Intell agencies adapt data architecture model
- By David Perera
- Nov 21, 2004
Analysts would need years to sort through every piece of data collected clandestinely in a single day, intelligence officials say. But to prevent terrorist attacks, even waiting a few days can be too long.
"The problem is finding the stuff that's relevant in a sea of data," said Bryan Aucoin, lead enterprise architect for the U.S. intelligence community. "You have to get the dots, you have to connect the dots, and then you have to tell people about the dots."
Aucoin is leading an effort to create an enterprise architecture so that the 15 federal agencies that collect and analyze intelligence can exchange data. "Putting every piece of information we have in one database is not going to work," he said at a Nov. 9 meeting of data architects in Washington, D.C.
Spy agency officials must create a meaningful way of exchanging information, and the recently released data reference model portion of the federal enterprise architecture can help, Aucoin said. "What the [model] can do is provide the context" for data, he said.
Working in phases, intelligence agency data architects will modify the data reference model to meet their needs. Their version should be complete by December 2005, they said.
Some standards for Extensible Markup Language counterterrorism metadata will be easier to implement than others, said Bill Dawson, deputy CIO for the intelligence community. As a first step, officials can adopt the Justice Department's Global Justice XML Data Model as a law enforcement metadata standard, Dawson said at a Nov. 1 breakfast briefing of the Bethesda chapter of AFCEA International. But other standards will be harder to assign, he added.
President Bush approved an executive order Aug. 27 that requires the creation of metadata standards for the widest possible dissemination of intelligence information. Officials must reach consensus on seven standards by Nov. 24, including an exchange standard for terrorist watch list data.
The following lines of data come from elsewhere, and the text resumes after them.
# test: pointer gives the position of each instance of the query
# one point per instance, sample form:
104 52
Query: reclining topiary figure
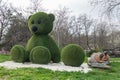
40 48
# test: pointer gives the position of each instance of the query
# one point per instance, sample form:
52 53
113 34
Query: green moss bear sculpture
40 48
72 55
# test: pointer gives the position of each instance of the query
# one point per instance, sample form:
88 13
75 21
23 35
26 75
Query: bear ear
52 17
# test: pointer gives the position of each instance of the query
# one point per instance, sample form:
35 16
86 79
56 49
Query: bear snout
34 28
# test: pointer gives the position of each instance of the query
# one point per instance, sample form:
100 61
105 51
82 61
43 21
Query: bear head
41 23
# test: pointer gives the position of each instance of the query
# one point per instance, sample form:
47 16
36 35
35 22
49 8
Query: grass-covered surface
44 74
4 57
115 59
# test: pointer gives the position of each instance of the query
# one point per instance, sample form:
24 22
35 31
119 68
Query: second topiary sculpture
40 48
72 55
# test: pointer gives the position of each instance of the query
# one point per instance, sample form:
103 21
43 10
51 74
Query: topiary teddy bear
40 48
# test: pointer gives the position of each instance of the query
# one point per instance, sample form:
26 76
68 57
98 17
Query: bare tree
86 24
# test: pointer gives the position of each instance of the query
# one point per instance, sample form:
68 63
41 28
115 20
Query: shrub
40 55
91 52
18 53
45 41
72 55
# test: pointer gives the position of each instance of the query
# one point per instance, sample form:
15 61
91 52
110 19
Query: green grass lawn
44 74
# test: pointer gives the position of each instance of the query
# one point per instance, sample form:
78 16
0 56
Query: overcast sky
76 6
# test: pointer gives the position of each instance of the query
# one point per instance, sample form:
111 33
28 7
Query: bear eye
39 21
32 22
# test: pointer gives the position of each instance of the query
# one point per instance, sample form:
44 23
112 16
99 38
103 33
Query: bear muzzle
34 28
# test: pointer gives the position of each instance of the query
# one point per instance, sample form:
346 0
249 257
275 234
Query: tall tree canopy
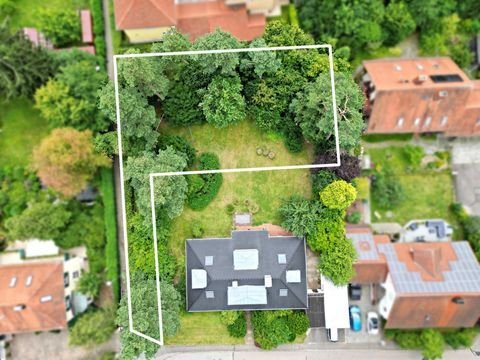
313 111
223 103
145 315
170 191
23 66
66 161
Intelligence community architects may change elements of their data model by expanding users' ability to make associations between the data content and context, said Michael Daconta, the Homeland Security Department's metadata program manager. "We will never be able to connect the dots until we get serious about standardizing the associations," he said.
The federal model also overlooks the exchange of unstructured data, such as images, text and other pieces of information that cannot be entered into predefined fields, Daconta said.
Additionally, the federal model doesn't address security concerns well enough, he said. "Clearly, we have to add a security context," he said. "If we're talking about terrorism, we have to be talking about security."
Setting up an architecture is not easy, but the results are worthwhile, Aucoin said. "You've got single sources of record data for any given subject," he said. "You've got integrated data from multiple sources; you've got data of known quality."
David Perera is a special contributor to Defense Systems.